Gereja Indonesia saat ini diutus untuk hadir dan membantu memberikan solusi pada tiga permasalahan utama negeri ini yakni: masih nyatanya kemiskinan masyarakat, masih adanya “jurang” antara orang kaya dan orang miskin, masih banyaknya masalah fundamentalisme agama, serta kerusakan lingkungan hidup yang melanda di setiap wilayah tanah air.
Oleh karena itu, kita dapat memetik semangat St Fransiskus Xaverius yang dengan berbekal jiwa besar ingin menyelamatkan jiwa-jiwa di tanah asing dengan pewartaan kabar gembira. Kita dapat belajar dari semangatnya yang antusias menyambut perutusan ke tempat yang tidak dikenalnya. Ia harus bertemu dengan banyak orang asing.
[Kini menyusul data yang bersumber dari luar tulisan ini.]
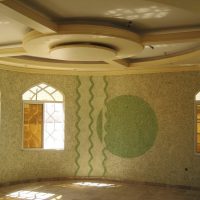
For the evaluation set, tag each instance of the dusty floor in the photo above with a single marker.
(95, 190)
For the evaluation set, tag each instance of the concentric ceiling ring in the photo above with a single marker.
(82, 43)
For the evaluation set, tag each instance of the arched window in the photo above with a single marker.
(43, 118)
(197, 116)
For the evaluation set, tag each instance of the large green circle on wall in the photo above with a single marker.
(128, 127)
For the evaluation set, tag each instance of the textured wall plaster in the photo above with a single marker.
(170, 96)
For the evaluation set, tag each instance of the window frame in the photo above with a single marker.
(41, 102)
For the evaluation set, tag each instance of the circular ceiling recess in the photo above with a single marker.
(78, 42)
(82, 52)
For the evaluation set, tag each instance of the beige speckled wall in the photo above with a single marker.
(169, 95)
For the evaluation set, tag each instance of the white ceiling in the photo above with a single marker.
(140, 16)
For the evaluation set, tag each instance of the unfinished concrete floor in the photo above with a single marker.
(95, 190)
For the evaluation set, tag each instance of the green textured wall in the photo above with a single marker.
(131, 127)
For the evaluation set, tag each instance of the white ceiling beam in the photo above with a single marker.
(27, 16)
(118, 63)
(15, 51)
(193, 6)
(162, 37)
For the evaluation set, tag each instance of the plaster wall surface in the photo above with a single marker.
(170, 96)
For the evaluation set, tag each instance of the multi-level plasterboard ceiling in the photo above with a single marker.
(103, 37)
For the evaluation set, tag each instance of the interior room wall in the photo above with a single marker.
(130, 127)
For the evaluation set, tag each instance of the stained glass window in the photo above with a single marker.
(43, 118)
(197, 134)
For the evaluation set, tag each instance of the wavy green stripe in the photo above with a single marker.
(90, 126)
(104, 149)
(77, 125)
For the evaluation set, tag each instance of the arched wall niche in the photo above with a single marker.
(83, 156)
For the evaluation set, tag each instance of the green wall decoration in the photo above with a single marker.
(130, 126)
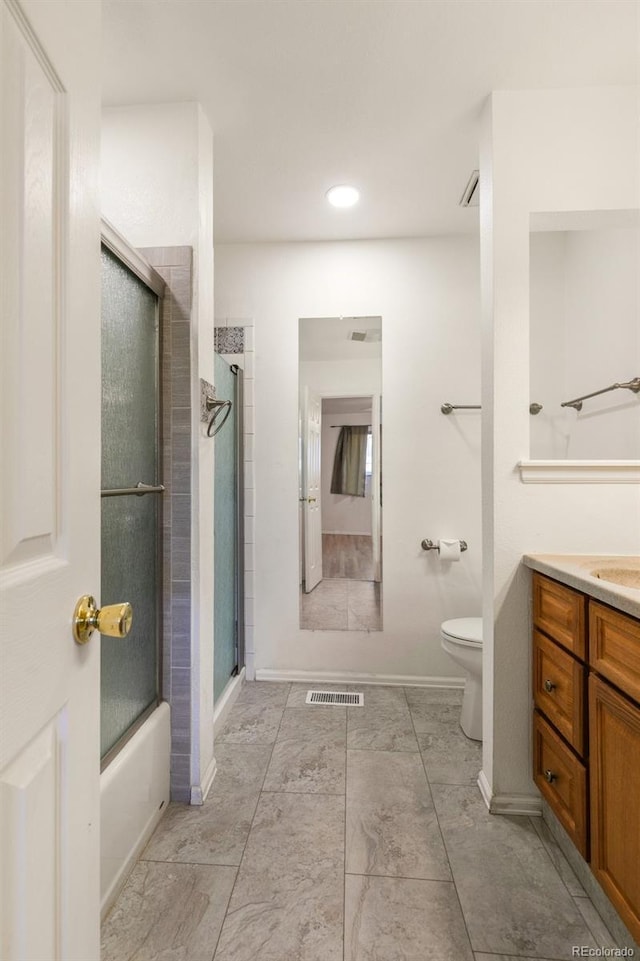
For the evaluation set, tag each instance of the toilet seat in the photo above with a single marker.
(463, 630)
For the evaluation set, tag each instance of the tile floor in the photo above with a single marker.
(349, 834)
(341, 604)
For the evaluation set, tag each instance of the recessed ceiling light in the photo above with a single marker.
(343, 196)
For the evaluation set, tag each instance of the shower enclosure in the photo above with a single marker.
(134, 737)
(131, 499)
(228, 650)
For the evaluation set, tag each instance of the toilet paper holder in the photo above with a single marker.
(429, 545)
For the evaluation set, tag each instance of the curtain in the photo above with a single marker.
(349, 465)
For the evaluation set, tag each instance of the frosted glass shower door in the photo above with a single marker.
(130, 521)
(228, 537)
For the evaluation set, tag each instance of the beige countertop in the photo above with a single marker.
(575, 571)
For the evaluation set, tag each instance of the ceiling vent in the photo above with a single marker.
(471, 195)
(373, 336)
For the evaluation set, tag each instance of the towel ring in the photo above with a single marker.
(218, 407)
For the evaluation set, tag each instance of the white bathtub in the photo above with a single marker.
(134, 793)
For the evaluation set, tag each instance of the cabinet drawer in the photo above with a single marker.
(562, 780)
(559, 611)
(614, 647)
(559, 689)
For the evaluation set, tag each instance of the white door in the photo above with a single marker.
(312, 504)
(376, 474)
(49, 479)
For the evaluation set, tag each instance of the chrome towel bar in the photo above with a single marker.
(138, 490)
(448, 408)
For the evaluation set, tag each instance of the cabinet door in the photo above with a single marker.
(560, 612)
(562, 780)
(614, 734)
(614, 647)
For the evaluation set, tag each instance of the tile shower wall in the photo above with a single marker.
(234, 339)
(174, 264)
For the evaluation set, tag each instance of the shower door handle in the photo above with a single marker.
(114, 620)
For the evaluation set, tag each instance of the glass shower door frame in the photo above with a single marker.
(116, 244)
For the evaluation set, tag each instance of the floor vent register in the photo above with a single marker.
(335, 697)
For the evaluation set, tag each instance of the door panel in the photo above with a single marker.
(49, 479)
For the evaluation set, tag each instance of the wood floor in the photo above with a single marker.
(347, 598)
(347, 555)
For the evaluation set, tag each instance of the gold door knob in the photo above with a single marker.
(114, 619)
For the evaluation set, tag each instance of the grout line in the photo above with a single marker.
(400, 877)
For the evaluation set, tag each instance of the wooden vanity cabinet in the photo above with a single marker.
(559, 683)
(586, 740)
(614, 784)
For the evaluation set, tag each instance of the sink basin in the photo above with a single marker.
(625, 576)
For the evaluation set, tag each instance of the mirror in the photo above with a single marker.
(584, 342)
(340, 474)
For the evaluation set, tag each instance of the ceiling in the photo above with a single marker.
(329, 338)
(382, 94)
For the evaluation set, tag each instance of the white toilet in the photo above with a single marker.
(462, 639)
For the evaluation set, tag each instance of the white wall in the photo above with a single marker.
(157, 190)
(427, 292)
(555, 150)
(585, 335)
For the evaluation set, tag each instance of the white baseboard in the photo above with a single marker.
(350, 533)
(528, 805)
(249, 665)
(199, 791)
(355, 677)
(226, 702)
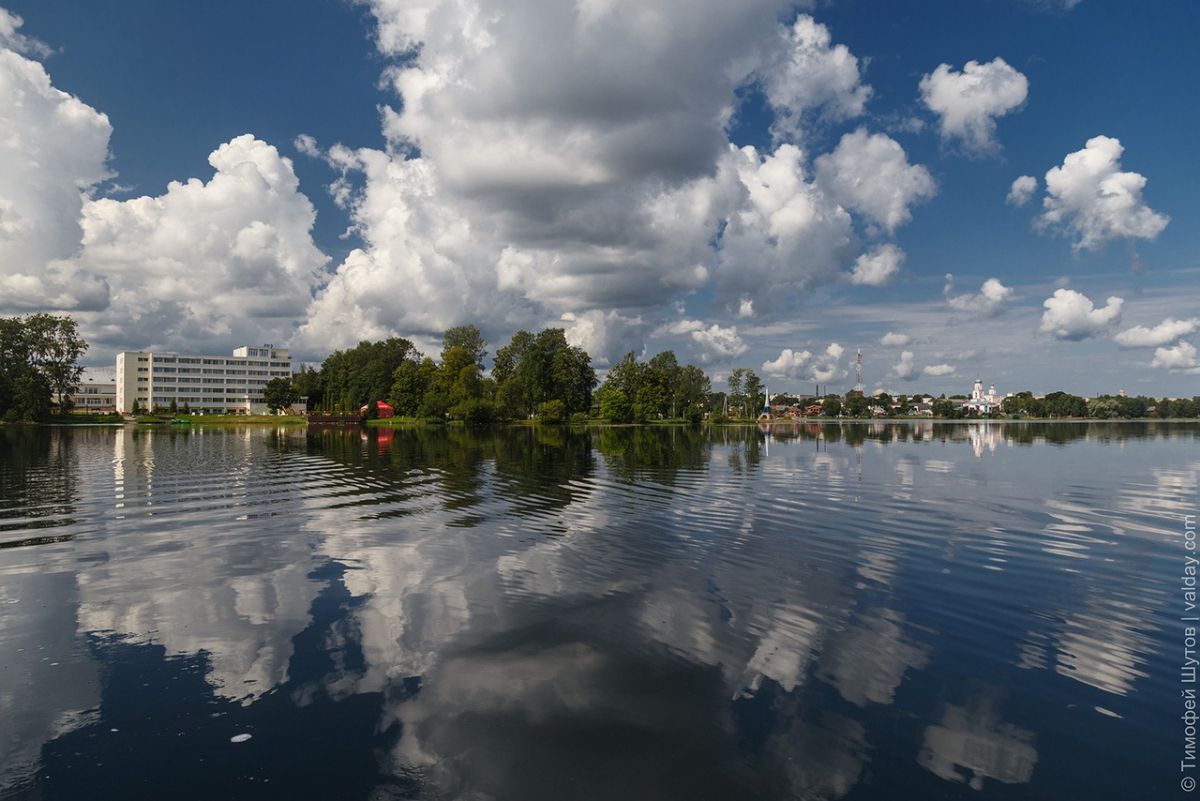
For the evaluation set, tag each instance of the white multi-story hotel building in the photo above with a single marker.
(96, 391)
(226, 385)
Keberanian St Fransiskus Xaverius dalam menempuh dunia baru untuk berbagi pengalaman “diselamatkan” tersebut, merupakan dasar kokoh dari perjalanan misinya yang dapat kita terapkan untuk gerakan misi Gereja Katolik Indonesia selanjutya.
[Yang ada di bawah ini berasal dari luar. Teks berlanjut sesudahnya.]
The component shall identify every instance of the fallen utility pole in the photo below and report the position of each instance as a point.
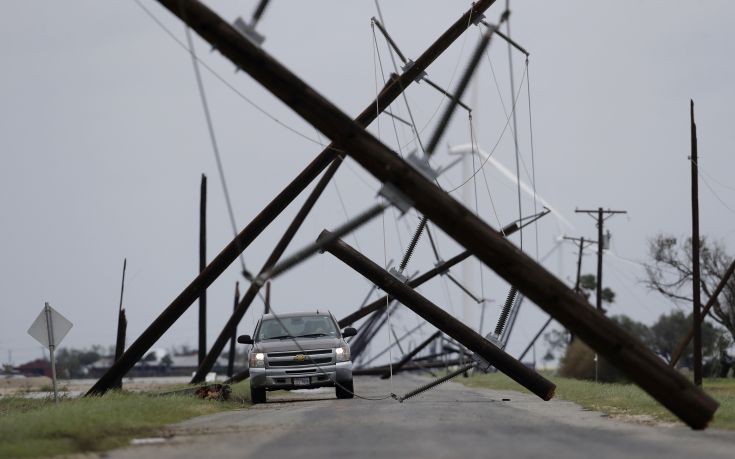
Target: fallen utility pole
(391, 345)
(696, 287)
(535, 338)
(405, 62)
(441, 319)
(397, 367)
(270, 270)
(393, 88)
(430, 385)
(202, 350)
(423, 365)
(712, 300)
(233, 337)
(440, 268)
(390, 92)
(601, 216)
(623, 350)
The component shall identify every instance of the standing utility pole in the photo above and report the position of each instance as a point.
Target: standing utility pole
(697, 305)
(582, 241)
(601, 216)
(122, 324)
(203, 264)
(626, 351)
(233, 338)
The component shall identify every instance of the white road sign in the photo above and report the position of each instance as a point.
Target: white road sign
(40, 329)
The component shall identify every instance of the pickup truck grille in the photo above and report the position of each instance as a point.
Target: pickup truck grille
(295, 353)
(296, 358)
(307, 362)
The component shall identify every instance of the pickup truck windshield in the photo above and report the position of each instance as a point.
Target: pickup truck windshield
(297, 327)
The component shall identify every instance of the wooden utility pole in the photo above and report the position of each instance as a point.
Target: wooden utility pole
(392, 90)
(711, 302)
(627, 352)
(233, 338)
(581, 241)
(696, 303)
(268, 297)
(122, 325)
(442, 320)
(202, 350)
(601, 216)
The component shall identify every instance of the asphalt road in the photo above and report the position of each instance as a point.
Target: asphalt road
(450, 421)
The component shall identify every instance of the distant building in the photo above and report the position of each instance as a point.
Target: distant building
(38, 367)
(159, 363)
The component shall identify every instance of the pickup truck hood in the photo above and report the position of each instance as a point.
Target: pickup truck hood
(285, 345)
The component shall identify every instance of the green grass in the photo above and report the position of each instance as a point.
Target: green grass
(619, 399)
(39, 428)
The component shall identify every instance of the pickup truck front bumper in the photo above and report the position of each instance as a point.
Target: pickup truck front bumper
(283, 378)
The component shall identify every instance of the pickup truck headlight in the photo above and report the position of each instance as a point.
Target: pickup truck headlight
(257, 359)
(342, 353)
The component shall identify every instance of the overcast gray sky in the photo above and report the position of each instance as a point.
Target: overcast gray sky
(103, 140)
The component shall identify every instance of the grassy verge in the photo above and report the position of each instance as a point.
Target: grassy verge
(619, 399)
(38, 428)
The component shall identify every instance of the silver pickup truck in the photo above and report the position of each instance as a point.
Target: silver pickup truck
(302, 350)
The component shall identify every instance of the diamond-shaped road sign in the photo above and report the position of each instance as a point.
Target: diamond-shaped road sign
(60, 326)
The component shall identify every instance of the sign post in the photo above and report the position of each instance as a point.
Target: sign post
(49, 329)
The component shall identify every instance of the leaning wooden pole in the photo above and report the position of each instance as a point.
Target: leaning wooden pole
(696, 296)
(441, 319)
(620, 348)
(202, 349)
(390, 92)
(441, 268)
(393, 88)
(711, 302)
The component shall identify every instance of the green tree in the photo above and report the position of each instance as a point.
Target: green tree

Bagaimana semangat misi St Fransiskus Xaverius tersebut dapat kita aktualisasikan pada zaman ini?
Belajar dari semangat St Fransiskus Xaverius, kita para murid Kristus di Indonesia perlu memberanikan diri menempuh cara-cara baru untuk menghadirkan keselamatan dan “Kerajaan Allah” atau Allah yang “Meraja” di segala aspek kehidupan Gereja dan masyarakat, terlebih dalam bidang pengurangan kemiskinan, mengembangkan keterbukaan supaya tidak jatuh dalam fundamentalisme sempit, dan juga terlibat dalam gerakan penyelamatan lingkungan hidup.
Keterlibatan sederhana setiap umat Katolik misalnya dalam sikap berani berbagi dengan yang berkekurangan. Keberanian umat untuk berbagi pengalaman iman baik dengan sesama orang Katolik maupun dengan sahabat-sahabat selain Katolik, dan keberanian untuk melakukan hal-hal kecil yang mempromosikan perhatian pada lingkungan hidup sekitar, sudah merupakan tantangan perutusan yang aktual di zaman ini. Melalui hal-hal sederhana seperti itu, kita bisa bersaksi bahwa “Kerajaan Allah” dapat dihadirkan pada zaman ini.
Misi zaman St Fransiskus Xaverius dimaknai sebagai sarana pembaptisan. Sekarang misi seperti itu oleh umat lain kadang dipandang sebagai “Kristenisasi”. Bagaimana cara kita menyikapinya?
Tuduhan “Kristenisasi” adalah setara dengan tuduhan “Islamisasi”. Kedua-duanya berasal dari rasa “takut”. Takut jumlah berkurang, takut pengaruh atau kekuasaan berkurang, atau juga takut kehilangan teman. Rasa takut inilah yang jauh lebih berbahaya dalam pengembangan pribadi maupun iman. Oleh karena itu, rasa takut itu perlu dibalik menjadi “berani”. Berani menghargai keindahan dan kebenaran dalam berbagai kekayaan iman dan agama lain.
Sikap ini sebenarnya menuntut kita untuk terlebih dahulu menemukan keindahan dan nilai iman Katolik kita. Oleh karena itu sangat perlu bagi kita, mencari jalan bersama-sama untuk semakin menggali kebenaran, keindahan, dan kedalaman iman kita. Begitu pula, kita ditantang untuk berani membantu sahabat-sahabat kita dari agama dan iman yang lain untuk juga menemukan nilai, kebenaran dan keindahan yang serupa. Kedalaman, keluasan, dan keterbukaan untuk menangkap perjalanan iman justru akan menjadikan orang lain aman dan tidak terancam. Inilah sikap dan strategi yang harus kita bangun: berani menemukan keindahan, kedalaman dan kebenaran iman kita dan berani pula menghargai keindahan, kedalaman dan kebenaran iman dan agama sahabat-sahabat kita.